The Weekend Leader - Change within

Unless one taps the personal power within, one cannot lead: Anu Aga

Anu Aga


Vol 3 | Issue 35

Anu Aga took over the reins of the Thermax Group in 1996 after the death of her husband Rohinton Aga. Under her leadership, Thermax grew into a billion dollar company with global operations. A keen advocate of corporate social responsibility, she handed over the baton to her daughter Meher - who took over as Chairperson of Thermax Group in 2004 - and is now involved with the Thermax Social Initiative Foundation. Here’s her inspiring story, in her own words.

"From February 1996 to October 2004, I was the Chairperson of Thermax Limited. I had not envisaged myself in that role, nor was I groomed for a corporate career. With a Masters from the Tata Institute of Social Sciences, I had been trained as a social worker. Circumstances, however, brought me to the corporate world.

Before the organisation could make radical changes, I had to change my own mindset: Anu Aga

Thermax was established over 40 years ago, jointly by my late father, A.S. Bhathena and my late husband Rohinton Aga, to manufacture boilers. Both my father and my husband were not engineers, and yet they built an engineering company. Under Rohinton, Thermax grew to become a well known engineering firm positioned in the crucial areas of energy and environment.

In 1996, a year after we went public, Rohinton suddenly passed away. Knowing that the market would be very concerned about succession, the Board within two days appointed our Executive Director as Managing Director and me as the Executive Chairperson. I had joined the company in 1985 and for five years preceding 1996, was heading the HR function.

As I struggled to deal with my husband’s death, I felt scared to assume this huge business responsibility for which I was not prepared. I kept telling myself that I had been selected because the family owned 62% of the company shares, and was troubled by feelings of self-doubt and inadequacy.

My second year in my new role was a few weeks old when, following my husband’s death, my twenty-five-year old son died in a car accident. It was a tough time and I found it difficult to cope with the inner turmoil. It did not help that this phase coincided with a downturn in the Indian economy, with our company’s performance deteriorating and share prices plummeting.

As I struggled with the turmoil, I realized I had a choice – either to feel helpless and wallow in self-pity, allowing my sense of inadequacy to grow, or to hold myself together and take charge of my life.

Vipassana, the Buddhist meditation, helped me to discover my inner strength and centeredness. On a retreat, ten days of solitude helped me to be in touch with my own self, gaining comfort and strength. I realized that all of us have to learn to deal with “loss” – loss of innocence, loss due to divorce, loss of dear ones etc.

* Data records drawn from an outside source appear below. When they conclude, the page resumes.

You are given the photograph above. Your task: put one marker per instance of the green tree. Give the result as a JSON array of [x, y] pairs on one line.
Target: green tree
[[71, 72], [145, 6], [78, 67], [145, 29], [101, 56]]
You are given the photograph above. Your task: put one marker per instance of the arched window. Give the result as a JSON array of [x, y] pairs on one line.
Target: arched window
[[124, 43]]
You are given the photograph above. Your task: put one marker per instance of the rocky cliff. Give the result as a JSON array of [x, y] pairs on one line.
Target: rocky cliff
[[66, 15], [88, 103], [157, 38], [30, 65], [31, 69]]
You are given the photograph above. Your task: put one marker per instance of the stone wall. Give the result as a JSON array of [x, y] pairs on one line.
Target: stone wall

It helped me to come to terms with what had happened. The meditation, which I have been practising ever since, also taught me that unless we tap the personal power which is within each of us, we cannot lead from positional power – the power that comes from our office and title.

Before the organisation could make radical changes, I had to change my own mindset. I had to clear mental cobwebs and confusions and move out of my comfort zone. It involved the objective evaluation of all our businesses and moving away from our attachment and sentimentality to businesses and people.

I realized that there were many things not going right for Thermax. The company had diversified into several unrelated, non-core areas and that was fragmenting our attention and resources. In the mistaken belief that Thermax would lose its employee oriented culture, we did not develop proper systems and processes.

We had got used to what Sumantra Ghoshal termed as “satisfactory underperformance.” I gave up my Executive position so that there was better clarity of authority, responsibility and accountability between the positions of the Chairperson and the Managing Director

It would take some more time and an operational loss for me to arrive at hard decisions to go for change at Thermax. But by then, the detachment that I gained in that difficult second year helped me realize that we were out of depth and needed external help. Contrary to what my colleagues in Thermax thought, I was convinced that we need to ask for help. We brought in a consultant and set in motion a series of changes.

We restructured our board, clearly differentiating the role of promoters, independent directors and professional management. We exited non-core businesses and decided to stick to the energy-environment space. Tougher and more painful was the challenge of asking some of our employees to leave, as we divested from some businesses and restructured others.

Eventually Thermax would turn around, thanks to the dedication of our senior team and the efforts of our employees, and grow to its present stature –a billion dollar company with global operations.

In 2004 October, I decided to step down and the Board appointed my daughter Meher, who is a Chemical Engineer, as Chairperson. Having gone through the trauma of taking charge of the company overnight, I was determined to ensure a planned and smooth succession.

The Thermax turnaround experience also led me to the most satisfying phase of my life which I am experiencing right now. Realizing that it is not enough for an organization to be profitable alone and that business cannot succeed in a society that fails, I decided to devote my life to the cause of education.

Through the Thermax Social Initiative Foundation, today I am committed to the work of making quality education available to the poorer section of our people. In the sense that I was trained for social work, my life has now come full circle."